A picture showing the structure of the LPL–GPIHBP1 complex

Source: © National Academy of Science

Structure of the complex of LPL (purple) and GPIHBP1 (green) with calcium ions (orange)

After years of work the elusive structure of lipoprotein lipase (LPL) has finally been determined. The enzyme is a promising target for treatment of several rare cardiovascular disorders.

To finally solve the atomic structure of LPL researchers needed to combine it with a chaperone, a protein called GPIHBP1. In the bloodstream GPIHBP1 captures and carries LPL to capillary walls where it then processes triglyceride fat molecules. Any disruption to LPL’s processing of triglycerides can cause serious cardiovascular problems.

Gabriel Birrane says that this was ‘a good example of collaboration between academic groups and industry to solve a problem that’s been persisting for years’. Birrane, a crystallographer at Beth Israel Deaconess Medical Center in Boston, worked with Shire Pharmaceuticals for years on the structure of LPL. The breakthrough in the use of the LPL–GPIHBP1 complex was just one of many difficult steps in a process that involved finding a cell line to produce LPL in large quantities and conditions to keep it stable during crystallography experiments.

‘I was pessimistic about the project but the collaborators wanted to keep it going because it is an important target,’ says Birrane. After many failed attempts they turned to GPIHBP1. ‘It probably would have been our last effort,’ say Birrane. ‘Putting it together with GPIHBP1 turned out to be the way to go and that breakthrough was like night and day.’

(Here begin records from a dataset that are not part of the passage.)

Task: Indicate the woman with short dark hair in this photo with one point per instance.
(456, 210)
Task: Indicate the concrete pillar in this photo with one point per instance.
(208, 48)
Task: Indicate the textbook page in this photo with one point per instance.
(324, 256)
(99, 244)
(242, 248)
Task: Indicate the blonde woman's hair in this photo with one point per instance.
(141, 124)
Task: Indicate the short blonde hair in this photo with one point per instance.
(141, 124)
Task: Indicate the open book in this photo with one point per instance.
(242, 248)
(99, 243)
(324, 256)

According to Dirk Blom, head of the division of lipidology at the University of Cape Town, disorders involving mutations in LPL or GPIHBP1 can be lethal. Patients have triglyceride levels 10 to 100-fold higher than normal, which puts them at risk for recurrent, acute, possibly lethal pancreatitis. To date the only treatment is a strict low fat diet which isn’t popular with patients. Having the structure of the enzyme behind some of these disorders is therefore a step in the direction of protein replacement therapies and other treatments for these patients.

Mutations to LPL or GPIHBP1 are not the only disorders involving lipolysis, which Blom says is an extremely complex process involving many molecules. Therefore, he believes, ‘in general medicine will do well the more we understand about LPL and having a structure to work with is a nice step toward a deeper understanding’.

Birrane plans to investigate LPL further by taking snapshots of LPL interacting with lipolysis molecules. Other groups too can benefit from this technique and determine the structures of other therapeutic molecules. Birrane hopes that ‘this work will be much easier now that we have all the starting materials’.